# NoID Dendrobium



## MaryPientka (Nov 27, 2013)

I wonder if anyone could help me identify this NoID, deciduous Dendrobium? My daughter rescued it from a trash bin in her office. After several years on my window sill, it finally bloomed last July.







Many thanks!


----------



## NYEric (Nov 27, 2013)

Are you kidding, I have to join something? 
thanks anyway but, there are ways to post photos directly.


----------



## MaryPientka (Nov 27, 2013)

*reposted photos*

my apologies.


----------



## NYEric (Nov 27, 2013)

Thanks. I dont grow them but someone here will know exactly what it is.


----------



## limuhead (Nov 28, 2013)

Looks like Dendrobium Little Green Apples to me. Definitely a convolotum hybrid...

https://www.google.com/search?q=den...llery%2Fshowphoto.php%3Fphoto%3D24485;640;480


----------



## MaryPientka (Nov 28, 2013)

Thank you!


----------



## MaryPientka (Dec 30, 2014)

Just an update. After checking photos of D. convolotum hybrids, I feel fairly confident in calling this plant Dendrobium Andree Millar. 

Two years ago it was a handful of bare back-canes. Today, it is in bloom with 36 blossoms.

Again, thank you limuhead and NYEric for your input.

http://imageshack.com/a/img901/5749/YcxwzK.jpg

http://imageshack.com/a/img537/7351/jKWQtp.jpg


----------



## NYEric (Dec 30, 2014)

Yeah, those bloom prolifically., My problem is dealing with deciduous plants as I like to water every day.


----------



## orcoholic (Dec 30, 2014)

NYEric said:


> Yeah, those bloom prolifically., My problem is dealing with deciduous plants as I like to water every day.



This is a latouria section den. It isn't deciduous and doesn't need or want a dry period. It's from H&R breeding.


----------



## MaryPientka (Dec 30, 2014)

I'll send you a keiki, if you'd like. I think it would be fine in well-draining media or mounted.


----------



## MaryPientka (Dec 30, 2014)

orcoholic, thanks for the info! I agree.


----------



## NYEric (Dec 30, 2014)

Not me, thanks, I am actually starting to think I am running out of space!!


----------



## The Mutant (Dec 30, 2014)

MaryPientka said:


> Just an update. After checking photos of D. convolotum hybrids, I feel fairly confident in calling this plant Dendrobium Andree Millar.
> 
> Two years ago it was a handful of bare back-canes. Today, it is in bloom with 36 blossoms.
> 
> ...


You should post the pictures of it in the non-slipper orchid subforum, so it gets the attention and admiration it deserves. 



NYEric said:


> Not me, thanks, I am actually starting to think I am running out of space!!

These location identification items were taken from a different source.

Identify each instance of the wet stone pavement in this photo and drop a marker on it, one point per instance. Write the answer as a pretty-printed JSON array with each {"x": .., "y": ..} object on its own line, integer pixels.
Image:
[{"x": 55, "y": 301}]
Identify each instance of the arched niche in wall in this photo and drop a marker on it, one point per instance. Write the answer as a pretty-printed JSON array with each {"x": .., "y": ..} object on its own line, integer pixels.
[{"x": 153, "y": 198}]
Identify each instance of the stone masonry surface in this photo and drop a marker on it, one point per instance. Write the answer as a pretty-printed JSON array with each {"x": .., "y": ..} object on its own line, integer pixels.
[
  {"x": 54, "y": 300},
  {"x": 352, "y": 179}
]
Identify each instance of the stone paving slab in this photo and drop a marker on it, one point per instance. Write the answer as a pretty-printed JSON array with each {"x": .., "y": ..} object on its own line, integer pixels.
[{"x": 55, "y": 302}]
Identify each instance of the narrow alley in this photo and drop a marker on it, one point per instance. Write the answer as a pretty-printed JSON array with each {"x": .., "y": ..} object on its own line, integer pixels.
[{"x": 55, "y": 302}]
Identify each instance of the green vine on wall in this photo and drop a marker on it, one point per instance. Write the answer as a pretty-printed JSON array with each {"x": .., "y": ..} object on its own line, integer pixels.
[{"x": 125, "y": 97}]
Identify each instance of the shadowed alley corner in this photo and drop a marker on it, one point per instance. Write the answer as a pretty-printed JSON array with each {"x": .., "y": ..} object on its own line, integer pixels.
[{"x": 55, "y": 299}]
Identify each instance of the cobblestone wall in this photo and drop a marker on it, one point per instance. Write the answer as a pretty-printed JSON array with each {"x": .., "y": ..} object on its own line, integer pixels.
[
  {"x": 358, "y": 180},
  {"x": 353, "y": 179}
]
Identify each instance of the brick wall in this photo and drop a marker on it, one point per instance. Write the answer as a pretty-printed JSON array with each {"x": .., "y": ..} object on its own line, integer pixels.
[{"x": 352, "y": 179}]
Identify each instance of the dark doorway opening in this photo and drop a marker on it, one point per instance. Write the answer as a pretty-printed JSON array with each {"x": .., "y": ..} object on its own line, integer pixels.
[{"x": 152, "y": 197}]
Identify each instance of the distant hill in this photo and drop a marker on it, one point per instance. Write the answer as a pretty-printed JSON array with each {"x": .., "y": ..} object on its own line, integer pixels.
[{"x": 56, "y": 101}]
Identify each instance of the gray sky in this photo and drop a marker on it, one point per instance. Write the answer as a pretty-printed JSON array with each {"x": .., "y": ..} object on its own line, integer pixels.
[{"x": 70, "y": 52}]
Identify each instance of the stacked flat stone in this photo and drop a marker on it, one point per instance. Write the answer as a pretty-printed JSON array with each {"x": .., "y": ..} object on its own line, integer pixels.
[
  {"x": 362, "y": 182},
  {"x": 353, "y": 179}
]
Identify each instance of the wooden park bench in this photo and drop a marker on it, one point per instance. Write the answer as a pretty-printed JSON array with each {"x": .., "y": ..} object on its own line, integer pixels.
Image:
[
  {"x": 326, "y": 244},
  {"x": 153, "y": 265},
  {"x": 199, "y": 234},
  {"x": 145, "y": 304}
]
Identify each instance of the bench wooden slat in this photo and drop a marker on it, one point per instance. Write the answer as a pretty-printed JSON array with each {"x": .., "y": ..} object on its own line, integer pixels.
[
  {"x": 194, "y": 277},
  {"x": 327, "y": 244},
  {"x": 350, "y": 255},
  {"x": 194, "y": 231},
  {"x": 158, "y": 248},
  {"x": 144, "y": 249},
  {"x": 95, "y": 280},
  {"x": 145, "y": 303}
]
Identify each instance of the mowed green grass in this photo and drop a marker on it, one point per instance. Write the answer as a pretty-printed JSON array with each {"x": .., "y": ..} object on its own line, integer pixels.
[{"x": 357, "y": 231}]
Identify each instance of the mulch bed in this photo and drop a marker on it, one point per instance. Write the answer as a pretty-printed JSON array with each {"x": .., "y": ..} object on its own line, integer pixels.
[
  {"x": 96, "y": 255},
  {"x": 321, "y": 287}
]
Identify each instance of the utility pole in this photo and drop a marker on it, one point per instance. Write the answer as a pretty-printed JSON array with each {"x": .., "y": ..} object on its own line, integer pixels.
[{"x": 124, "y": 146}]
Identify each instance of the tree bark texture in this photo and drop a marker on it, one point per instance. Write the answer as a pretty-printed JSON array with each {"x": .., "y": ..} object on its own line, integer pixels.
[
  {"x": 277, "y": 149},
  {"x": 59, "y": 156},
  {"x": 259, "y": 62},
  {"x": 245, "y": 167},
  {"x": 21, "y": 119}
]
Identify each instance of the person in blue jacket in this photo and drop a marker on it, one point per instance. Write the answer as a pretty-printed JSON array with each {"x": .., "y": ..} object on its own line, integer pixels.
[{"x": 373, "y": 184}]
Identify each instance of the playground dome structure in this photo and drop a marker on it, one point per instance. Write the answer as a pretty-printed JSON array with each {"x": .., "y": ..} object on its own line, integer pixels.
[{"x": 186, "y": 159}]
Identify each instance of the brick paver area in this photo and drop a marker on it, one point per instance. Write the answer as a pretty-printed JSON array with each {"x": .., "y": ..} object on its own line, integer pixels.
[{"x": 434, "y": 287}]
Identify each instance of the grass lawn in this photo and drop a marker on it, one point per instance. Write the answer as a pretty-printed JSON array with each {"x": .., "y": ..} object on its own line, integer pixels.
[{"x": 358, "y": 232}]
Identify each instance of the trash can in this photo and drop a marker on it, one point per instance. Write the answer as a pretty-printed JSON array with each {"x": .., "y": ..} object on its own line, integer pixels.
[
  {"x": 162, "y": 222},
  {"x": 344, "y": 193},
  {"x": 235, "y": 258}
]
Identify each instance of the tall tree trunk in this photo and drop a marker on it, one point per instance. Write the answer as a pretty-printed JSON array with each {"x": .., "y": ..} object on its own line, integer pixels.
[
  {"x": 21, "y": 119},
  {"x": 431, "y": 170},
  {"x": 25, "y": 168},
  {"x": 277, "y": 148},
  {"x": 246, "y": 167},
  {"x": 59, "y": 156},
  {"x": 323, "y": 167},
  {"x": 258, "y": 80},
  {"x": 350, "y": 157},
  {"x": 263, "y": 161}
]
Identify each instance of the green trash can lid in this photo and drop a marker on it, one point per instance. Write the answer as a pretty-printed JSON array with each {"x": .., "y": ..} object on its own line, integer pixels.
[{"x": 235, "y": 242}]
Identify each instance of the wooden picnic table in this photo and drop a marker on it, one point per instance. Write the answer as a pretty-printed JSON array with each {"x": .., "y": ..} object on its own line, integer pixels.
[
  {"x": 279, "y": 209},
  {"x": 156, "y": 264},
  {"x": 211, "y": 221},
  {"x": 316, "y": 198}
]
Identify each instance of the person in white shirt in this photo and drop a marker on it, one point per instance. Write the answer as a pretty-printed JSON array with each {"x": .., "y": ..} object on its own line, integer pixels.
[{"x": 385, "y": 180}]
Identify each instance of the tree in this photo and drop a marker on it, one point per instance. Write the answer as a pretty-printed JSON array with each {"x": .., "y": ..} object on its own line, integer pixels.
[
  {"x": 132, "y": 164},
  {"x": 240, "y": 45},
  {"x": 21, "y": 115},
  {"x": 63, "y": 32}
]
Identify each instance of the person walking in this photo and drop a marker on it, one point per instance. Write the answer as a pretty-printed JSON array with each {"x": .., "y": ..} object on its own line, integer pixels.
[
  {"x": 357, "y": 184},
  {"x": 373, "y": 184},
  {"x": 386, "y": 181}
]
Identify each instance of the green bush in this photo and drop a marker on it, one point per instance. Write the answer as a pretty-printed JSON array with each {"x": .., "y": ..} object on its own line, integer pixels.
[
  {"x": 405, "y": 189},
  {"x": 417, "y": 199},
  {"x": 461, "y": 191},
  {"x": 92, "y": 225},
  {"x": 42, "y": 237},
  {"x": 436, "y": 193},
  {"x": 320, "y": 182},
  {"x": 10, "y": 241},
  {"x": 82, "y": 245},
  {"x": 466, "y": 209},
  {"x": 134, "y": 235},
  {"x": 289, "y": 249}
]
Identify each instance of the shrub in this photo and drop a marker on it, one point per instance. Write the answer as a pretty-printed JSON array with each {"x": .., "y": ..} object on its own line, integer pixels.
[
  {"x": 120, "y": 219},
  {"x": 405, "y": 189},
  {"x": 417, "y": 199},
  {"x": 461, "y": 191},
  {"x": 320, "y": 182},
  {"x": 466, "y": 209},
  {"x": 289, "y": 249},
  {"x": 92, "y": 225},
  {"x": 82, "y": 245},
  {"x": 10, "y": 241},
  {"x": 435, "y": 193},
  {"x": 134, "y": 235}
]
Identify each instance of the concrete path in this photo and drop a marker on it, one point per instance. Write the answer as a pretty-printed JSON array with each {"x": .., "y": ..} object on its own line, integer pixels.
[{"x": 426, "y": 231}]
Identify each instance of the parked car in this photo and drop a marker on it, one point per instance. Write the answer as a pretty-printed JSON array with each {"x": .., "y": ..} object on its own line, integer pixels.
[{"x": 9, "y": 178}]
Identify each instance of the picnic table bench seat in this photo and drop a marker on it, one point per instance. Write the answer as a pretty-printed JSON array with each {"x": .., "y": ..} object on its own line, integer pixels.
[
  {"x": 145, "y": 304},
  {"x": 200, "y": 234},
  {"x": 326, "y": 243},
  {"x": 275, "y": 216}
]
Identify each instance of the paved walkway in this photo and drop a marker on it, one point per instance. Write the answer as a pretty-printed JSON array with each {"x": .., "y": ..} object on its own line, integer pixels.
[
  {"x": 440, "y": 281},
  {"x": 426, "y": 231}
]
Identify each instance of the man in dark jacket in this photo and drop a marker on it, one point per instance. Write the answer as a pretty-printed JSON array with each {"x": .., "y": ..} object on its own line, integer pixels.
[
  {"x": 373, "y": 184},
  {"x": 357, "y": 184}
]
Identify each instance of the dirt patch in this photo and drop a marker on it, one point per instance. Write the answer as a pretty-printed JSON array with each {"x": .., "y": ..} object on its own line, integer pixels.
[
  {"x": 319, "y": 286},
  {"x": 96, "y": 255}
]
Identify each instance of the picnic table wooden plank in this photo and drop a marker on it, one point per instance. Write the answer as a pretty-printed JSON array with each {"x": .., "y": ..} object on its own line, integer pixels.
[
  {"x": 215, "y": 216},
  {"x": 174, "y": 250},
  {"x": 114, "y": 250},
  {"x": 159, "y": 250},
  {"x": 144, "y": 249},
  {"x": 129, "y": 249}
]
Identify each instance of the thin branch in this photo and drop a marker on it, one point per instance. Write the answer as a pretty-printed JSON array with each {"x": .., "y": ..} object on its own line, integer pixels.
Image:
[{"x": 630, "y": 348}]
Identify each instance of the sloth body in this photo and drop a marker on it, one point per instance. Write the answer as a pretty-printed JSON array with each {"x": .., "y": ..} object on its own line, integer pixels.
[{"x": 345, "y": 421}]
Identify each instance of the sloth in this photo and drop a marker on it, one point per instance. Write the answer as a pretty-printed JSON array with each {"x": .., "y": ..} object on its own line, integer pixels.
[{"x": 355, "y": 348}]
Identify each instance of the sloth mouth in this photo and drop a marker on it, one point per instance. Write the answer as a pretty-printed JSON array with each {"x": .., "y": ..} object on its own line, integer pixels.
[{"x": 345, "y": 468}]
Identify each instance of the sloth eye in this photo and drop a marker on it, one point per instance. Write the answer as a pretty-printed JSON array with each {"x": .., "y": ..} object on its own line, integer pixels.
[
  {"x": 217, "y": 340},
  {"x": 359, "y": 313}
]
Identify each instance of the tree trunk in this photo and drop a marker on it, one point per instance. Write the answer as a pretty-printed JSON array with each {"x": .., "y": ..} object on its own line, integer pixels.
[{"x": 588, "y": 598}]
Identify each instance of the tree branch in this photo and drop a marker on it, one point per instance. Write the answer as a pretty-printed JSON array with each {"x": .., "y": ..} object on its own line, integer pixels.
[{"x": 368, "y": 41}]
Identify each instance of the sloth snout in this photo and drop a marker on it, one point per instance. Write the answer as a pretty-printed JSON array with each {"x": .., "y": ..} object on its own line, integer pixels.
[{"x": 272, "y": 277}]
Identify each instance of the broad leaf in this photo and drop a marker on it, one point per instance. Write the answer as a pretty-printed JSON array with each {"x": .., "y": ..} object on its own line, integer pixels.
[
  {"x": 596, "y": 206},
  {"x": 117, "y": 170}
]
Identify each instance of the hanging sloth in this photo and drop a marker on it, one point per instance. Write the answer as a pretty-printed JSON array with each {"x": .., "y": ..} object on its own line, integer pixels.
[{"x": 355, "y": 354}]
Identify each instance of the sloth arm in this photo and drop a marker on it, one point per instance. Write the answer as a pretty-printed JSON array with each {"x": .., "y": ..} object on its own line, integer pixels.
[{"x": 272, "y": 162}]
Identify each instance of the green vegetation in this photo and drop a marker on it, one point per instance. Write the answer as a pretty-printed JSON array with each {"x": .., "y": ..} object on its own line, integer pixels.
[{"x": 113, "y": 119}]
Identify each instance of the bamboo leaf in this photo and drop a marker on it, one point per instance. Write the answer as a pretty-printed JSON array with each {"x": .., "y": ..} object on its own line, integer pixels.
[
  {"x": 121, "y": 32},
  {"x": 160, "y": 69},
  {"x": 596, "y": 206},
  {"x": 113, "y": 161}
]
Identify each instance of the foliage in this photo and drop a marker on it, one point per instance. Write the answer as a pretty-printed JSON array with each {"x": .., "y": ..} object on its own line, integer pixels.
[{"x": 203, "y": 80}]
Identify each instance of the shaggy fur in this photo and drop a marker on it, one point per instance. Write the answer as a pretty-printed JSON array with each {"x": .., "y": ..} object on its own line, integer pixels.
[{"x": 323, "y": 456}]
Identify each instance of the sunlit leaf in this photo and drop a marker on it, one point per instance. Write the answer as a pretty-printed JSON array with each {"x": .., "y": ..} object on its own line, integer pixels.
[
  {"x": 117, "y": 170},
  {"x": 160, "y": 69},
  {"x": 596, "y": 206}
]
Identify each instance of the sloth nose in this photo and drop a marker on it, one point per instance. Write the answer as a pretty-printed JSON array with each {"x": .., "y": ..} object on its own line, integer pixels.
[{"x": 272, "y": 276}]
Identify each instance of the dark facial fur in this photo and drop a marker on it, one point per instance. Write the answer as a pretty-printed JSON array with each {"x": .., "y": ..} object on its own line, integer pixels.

Dendrobium normanbyense? It's really small...


----------



## NYEric (Dec 30, 2014)

I need you to come see some of the small plants i have that are now specimen size. Maybe you can hit them with your shrink ray!


----------



## The Mutant (Dec 30, 2014)

NYEric said:


> I need you to come see some of the small plants i have that are now specimen size. Maybe you can hit them with your shrink ray!


It wold be my pleasure (as long as it's not a Phrag... My shrink ray seems to malfunction when it comes to those). 

But normanbyense doesn't get big. Mine is BS and the canes are no taller than 5". It'll only grow in width now I guess.


----------



## MaryPientka (Dec 30, 2014)

The Mutant said:


> It wold be my pleasure (as long as it's not a Phrag... My shrink ray seems to malfunction when it comes to those).
> 
> But normanbyense doesn't get big. Mine is BS and the canes are no taller than 5". It'll only grow in width now I guess.



My blooming canes range from 5-12 inches. For me, it's a plant that _will_ not die.


----------



## The Mutant (Dec 30, 2014)

MaryPientka said:


> My blooming canes range from 5-12 inches. For me, it's a plant that _will_ not die.


The canes range from less than an inch to those impressive five inches. Dend normanbyense really is a pocket orchid.  Mine seems very easy to care for too. Perfect Dendro species for beginners like myself.


----------